Tenda cancela IPO e Gafisa faz acordo para vender fatia para Jaguar Growth Asset

Por Guillermo Parra-Bernal

SÃO PAULO (Reuters) - A construtora Tenda cancelou os planos de lançar uma oferta pública inicial de ações (IPO, na sigla em inglês), cuja precificação estava prevista para esta quarta-feira, devido às condições desfavoráveis do mercado.

Diante da situação, a controladora da companhia, Gafisa, optou por acordo para vender até 30 por cento das ações da construtora de imóveis econômicos para a Jaguar Growth Asset Management por 8,13 reais por ação, bem abaixo da faixa indicativa do IPO, de 12,50 a 16,50 por papel. O preço atribui um valor à Tenda de 539 milhões de reais.

A Gafisa pretendia conseguir uma avaliação para a Tenda de pelo menos 1,2 bilhão de reais no IPO.

A Jaguar é uma empresa de investimentos no setor imobiliário de mercados de crescimento fora dos Estados Unidos. A companhia é sediada em Nova York.

Segundo a Gafisa, o acordo com a Jaguar depende de condições que incluem redução do capital da Tenda em 100 milhões de reais, dos quais 50 milhões serão pagos para a Gafisa até o fim de 2018 e o restante até final de 2019.

Outra condição é redução do capital da Gafisa com restituição aos acionistas de ações correspondentes a 50 por cento do capital da Tenda.

Em 12 de dezembro, a Reuters publicou que a escassa demanda de fundos de pensão e outros investidores poderia forçar a Tenda a precificar a oferta no ponto mais baixo da faixa de preço indicada ou ainda a buscar outras alternativas.

As opções analisadas incluíam conceder aos acionistas da Gafisa prioridade na alocação de ações da Tenda, uma oferta privada ou venda direta de participação para investidor estratégico.Gafisa, Tenda e os bancos que coordenavam o IPO, o primeiro a ser feito por uma construtora no país desde 2009, não comentaram.

A escalada das tensões políticas em meio a alegações de que o presidente Michel Temer poderia estar envolvido em escândalos de corrupção e a crescente agitação social com a aprovação da Proposta de Emenda Constitucional (PEC) que limita o crescimento dos gastos públicos "ajudaram a colocar freios nessa transação específica", disse a fonte.

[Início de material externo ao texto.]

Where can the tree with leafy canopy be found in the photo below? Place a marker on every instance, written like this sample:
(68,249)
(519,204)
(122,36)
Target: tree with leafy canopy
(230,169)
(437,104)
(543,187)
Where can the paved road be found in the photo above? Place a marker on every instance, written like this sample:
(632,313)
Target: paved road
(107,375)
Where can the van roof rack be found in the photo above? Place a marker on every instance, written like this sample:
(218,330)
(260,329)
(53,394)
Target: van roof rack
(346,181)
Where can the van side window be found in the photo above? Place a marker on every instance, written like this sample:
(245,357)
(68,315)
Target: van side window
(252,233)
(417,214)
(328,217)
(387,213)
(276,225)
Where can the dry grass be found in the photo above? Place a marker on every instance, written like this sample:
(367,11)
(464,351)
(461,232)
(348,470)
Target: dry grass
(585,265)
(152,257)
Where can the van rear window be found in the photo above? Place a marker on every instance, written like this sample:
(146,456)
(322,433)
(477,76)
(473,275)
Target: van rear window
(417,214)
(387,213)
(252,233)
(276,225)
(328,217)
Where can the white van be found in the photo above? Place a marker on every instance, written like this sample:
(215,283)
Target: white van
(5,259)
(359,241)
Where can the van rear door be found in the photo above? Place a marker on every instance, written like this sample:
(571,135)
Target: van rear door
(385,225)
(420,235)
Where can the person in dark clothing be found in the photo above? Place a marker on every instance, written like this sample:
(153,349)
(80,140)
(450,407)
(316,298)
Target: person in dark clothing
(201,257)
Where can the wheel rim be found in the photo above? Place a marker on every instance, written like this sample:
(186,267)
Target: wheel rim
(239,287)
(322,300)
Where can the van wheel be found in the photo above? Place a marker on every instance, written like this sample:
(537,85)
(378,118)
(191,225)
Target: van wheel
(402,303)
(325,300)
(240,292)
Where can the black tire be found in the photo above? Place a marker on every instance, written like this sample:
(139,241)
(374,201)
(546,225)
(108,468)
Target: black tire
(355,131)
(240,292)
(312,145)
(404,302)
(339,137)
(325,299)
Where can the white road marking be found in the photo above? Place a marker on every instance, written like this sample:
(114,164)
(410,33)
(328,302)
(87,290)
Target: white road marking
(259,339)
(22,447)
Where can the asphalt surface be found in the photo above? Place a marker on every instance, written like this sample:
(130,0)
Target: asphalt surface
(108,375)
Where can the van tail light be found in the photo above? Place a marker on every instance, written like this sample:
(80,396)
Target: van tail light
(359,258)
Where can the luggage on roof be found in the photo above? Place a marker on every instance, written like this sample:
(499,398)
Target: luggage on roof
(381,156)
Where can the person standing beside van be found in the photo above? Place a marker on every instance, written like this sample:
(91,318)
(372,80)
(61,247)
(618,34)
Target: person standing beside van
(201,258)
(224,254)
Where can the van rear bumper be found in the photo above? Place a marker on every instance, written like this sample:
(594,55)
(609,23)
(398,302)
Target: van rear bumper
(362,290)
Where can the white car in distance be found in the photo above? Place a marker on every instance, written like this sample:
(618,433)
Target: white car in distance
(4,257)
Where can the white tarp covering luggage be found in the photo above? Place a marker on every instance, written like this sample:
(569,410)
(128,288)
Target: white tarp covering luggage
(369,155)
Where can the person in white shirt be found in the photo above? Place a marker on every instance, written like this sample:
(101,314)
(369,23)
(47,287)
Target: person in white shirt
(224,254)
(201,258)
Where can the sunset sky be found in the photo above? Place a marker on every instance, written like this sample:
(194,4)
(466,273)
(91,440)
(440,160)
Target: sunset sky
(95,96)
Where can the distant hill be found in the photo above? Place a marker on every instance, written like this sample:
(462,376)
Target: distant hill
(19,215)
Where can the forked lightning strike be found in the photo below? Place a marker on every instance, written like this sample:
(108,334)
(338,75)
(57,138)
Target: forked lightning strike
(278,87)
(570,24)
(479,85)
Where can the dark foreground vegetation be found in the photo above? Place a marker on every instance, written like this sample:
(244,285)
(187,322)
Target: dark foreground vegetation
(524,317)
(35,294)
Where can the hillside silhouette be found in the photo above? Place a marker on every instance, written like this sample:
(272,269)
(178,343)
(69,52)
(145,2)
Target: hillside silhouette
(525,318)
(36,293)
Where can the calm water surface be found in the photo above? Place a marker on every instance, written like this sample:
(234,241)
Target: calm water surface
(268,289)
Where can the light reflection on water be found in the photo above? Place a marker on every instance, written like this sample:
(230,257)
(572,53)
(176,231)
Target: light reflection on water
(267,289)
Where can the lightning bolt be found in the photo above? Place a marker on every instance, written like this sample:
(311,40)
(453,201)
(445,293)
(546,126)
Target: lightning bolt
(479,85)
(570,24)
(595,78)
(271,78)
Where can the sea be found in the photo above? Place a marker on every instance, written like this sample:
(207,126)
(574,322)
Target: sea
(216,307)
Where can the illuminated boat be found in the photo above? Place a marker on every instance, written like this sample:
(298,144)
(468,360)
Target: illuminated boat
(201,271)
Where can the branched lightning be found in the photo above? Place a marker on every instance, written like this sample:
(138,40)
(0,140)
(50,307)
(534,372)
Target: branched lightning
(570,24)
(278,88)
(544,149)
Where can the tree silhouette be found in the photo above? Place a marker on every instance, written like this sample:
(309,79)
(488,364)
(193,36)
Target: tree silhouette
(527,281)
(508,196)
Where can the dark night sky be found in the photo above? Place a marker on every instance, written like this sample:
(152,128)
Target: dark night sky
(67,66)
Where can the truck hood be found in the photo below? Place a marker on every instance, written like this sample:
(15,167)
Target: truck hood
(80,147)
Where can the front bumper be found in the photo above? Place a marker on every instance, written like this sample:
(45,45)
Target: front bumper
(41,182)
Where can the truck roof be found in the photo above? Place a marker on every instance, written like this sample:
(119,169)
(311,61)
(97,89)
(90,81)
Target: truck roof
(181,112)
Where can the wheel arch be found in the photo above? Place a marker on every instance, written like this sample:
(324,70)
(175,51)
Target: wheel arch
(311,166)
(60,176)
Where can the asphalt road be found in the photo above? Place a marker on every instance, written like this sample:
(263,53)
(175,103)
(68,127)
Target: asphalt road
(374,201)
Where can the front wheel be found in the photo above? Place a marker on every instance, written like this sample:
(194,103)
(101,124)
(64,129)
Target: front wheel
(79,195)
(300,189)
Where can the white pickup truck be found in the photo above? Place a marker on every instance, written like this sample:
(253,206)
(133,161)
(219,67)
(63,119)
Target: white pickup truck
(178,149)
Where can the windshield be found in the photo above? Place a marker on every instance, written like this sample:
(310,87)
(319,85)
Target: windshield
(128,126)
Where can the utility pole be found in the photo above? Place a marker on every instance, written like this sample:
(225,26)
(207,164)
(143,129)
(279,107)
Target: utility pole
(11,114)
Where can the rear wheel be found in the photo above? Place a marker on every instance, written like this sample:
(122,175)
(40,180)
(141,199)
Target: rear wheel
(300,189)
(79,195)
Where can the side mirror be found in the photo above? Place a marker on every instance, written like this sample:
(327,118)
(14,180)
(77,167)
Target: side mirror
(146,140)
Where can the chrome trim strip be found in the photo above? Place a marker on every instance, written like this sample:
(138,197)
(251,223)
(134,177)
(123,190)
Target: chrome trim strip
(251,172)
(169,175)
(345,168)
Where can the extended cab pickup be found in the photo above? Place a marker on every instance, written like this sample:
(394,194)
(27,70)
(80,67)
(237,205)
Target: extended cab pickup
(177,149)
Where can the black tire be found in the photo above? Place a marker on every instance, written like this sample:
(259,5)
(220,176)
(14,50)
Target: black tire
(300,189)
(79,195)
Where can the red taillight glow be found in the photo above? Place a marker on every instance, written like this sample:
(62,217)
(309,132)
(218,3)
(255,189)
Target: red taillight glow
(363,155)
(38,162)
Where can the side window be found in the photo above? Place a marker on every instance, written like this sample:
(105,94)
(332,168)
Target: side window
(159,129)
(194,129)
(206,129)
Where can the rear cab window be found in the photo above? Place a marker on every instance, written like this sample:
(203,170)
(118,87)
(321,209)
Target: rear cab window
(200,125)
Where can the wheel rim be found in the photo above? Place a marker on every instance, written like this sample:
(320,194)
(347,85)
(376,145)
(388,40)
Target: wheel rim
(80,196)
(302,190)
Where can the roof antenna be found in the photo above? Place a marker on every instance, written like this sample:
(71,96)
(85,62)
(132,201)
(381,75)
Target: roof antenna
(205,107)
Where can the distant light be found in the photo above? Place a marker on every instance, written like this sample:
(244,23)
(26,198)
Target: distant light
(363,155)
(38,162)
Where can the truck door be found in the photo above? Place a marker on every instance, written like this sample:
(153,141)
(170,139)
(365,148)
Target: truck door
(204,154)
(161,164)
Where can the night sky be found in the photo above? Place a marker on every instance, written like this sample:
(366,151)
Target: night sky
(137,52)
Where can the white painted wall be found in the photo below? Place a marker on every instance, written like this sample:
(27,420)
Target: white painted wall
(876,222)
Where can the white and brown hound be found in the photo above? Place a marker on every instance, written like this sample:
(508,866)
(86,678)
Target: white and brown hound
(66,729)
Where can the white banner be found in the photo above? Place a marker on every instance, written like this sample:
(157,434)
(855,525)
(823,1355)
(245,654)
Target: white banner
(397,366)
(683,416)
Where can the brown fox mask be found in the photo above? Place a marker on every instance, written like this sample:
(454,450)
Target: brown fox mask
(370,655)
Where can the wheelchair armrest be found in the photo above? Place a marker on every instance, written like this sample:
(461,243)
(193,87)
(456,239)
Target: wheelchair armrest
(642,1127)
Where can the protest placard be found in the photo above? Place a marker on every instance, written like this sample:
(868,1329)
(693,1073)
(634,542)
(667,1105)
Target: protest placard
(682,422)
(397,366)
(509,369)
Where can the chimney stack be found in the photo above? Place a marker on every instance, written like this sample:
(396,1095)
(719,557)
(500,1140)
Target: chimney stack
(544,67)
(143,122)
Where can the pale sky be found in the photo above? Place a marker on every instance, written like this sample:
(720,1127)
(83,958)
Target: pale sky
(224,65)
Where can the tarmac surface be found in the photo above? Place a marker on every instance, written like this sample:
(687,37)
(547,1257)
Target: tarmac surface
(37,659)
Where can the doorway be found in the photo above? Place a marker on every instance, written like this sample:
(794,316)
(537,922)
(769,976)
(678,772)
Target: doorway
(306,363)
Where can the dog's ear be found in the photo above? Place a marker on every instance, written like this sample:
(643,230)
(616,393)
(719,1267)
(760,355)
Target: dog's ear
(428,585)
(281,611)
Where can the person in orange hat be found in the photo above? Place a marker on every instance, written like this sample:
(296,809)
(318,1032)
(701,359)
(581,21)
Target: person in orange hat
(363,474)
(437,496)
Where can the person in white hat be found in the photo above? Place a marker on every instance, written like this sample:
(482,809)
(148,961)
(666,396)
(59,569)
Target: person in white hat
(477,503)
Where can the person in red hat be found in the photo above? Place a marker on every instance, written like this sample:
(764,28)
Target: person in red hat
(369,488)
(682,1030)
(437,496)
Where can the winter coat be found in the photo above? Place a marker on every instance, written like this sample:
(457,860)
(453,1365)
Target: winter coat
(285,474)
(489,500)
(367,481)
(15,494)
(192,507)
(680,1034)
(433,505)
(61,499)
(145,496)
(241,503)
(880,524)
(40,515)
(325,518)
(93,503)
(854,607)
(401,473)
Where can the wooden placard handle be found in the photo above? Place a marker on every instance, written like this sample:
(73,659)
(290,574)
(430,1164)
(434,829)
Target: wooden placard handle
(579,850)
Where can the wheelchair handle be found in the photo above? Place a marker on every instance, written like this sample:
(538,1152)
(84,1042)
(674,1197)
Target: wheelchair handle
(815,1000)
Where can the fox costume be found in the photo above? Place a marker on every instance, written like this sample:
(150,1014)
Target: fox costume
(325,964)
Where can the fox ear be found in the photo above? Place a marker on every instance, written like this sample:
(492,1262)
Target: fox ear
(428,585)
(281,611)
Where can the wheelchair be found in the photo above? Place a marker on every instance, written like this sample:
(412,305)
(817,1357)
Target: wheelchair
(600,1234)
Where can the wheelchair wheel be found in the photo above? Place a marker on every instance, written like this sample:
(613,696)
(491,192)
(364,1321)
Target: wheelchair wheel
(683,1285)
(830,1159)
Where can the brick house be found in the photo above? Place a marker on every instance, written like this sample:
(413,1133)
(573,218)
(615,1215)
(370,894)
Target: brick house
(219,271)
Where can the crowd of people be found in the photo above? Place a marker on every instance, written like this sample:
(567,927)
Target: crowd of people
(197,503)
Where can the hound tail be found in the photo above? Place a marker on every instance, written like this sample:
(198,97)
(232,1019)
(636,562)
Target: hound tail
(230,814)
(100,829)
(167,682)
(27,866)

Na semana passada, a Gafisa prorrogou em um dia a data de precificação do IPO da Tenda porque conversas com investidores estavam levando mais tempo que o esperado.

Nos últimos dias, vários participantes do mercado disseram à Reuters discordar da elevada avaliação de pelo menos 1,2 bilhão de reais que a Gafisa atribuiu à Tenda.

A Gafisa afirmava que a listagem da Tenda daria aos investidores a chance capitalizar os esforços de três anos que permitiram à construtora de imóveis econômicos se aproximar das rivais MRV Engenharia e Direcional Engenharia.

A Gafisa e a Tenda tinham contratado Itaú BBA, Bradesco BBI, BB Investimentos, Votorantim e Bank of America Merrill Lynch para coordenar o IPO.